Hildegard of Bingen and the Reformation

Three eschatological visions of Hildegard of Bingen

  1. Scivias Book 2 Vision 7, The Worm
  2. Scivias Book 3 Vision 11, The Two Figures
  3. Scivias Book 3 Vision 12, The End

The Afterlife

Criteria

Is there hope for the unbaptized and unchurched?

What is the status of Jews before Christ? After Christ?

What is the most frequently stated criterion for salvation?

What ranks and distinctions become clear in the final judgment? What groups are and are not judged?

Optimism and pessimism

Does God ever abandon anyone while still alive?

The End of the World

Views of the present

What is the status of Satan in the present?

Where are we in the history of the world, as pictured in the two figures?

Has the devil infiltrated the very hierarchy and religious leaders of the Church? In what way yes or no?

What do you know about medieval (and subsequent) debates about infant baptism and real presence?

Timeline of expectations between the present and the end of time

How does Hildegard apply the Urzeit image of six days of creation followed by sabbath? What “day” are we in?

What determines when the end will come?

When Hildegard speaks of persecution and martyrdom does she mean the early church, the present, or the future?

Where does the son of perdition come from?

Why does God permit the son of perdition such power?

Are you confident you wouldn’t be fooled? That you would have recognized Christ as true and Antichrist as false?

What does Hildegard expect Enoch and Elijah to do?

What happens after the destruction of the son of perdition? What happens to the followers of the son of perdition?

The resurrection of the body

What is the relationship between the living body and the resurrected body?

Final status of creation and what that tells us about the view of the present

We have seen several views of the eschatological status of creation. In Hildegard does nature end up preserved, renewed, or destroyed?

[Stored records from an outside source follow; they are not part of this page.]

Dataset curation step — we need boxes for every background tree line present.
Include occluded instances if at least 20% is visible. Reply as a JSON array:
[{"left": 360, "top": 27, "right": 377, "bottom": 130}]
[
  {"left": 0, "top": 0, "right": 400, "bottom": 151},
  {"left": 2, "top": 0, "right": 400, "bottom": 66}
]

Similarly, we have seen various degrees of the world ending. Distinguish:

Figures discussed in McDowell and Kirkland

Does the historicization of interpretation of the Apocalypse of John that McDowell and Kirkland describe in Gregory VII and Joachim also apply to Hildegard? What was the earlier alternative, and what brought about the shift?

Where did Joachim expect the antichirst to reign?

What influence did Joachim have on 20th century German National Socialism (Nazism)?

In what way was, and was not, the controversy surrounding Martin Luther about eschatology?

In what way is Julian of Norwich’s eschatology “already” and in what way “not yet”?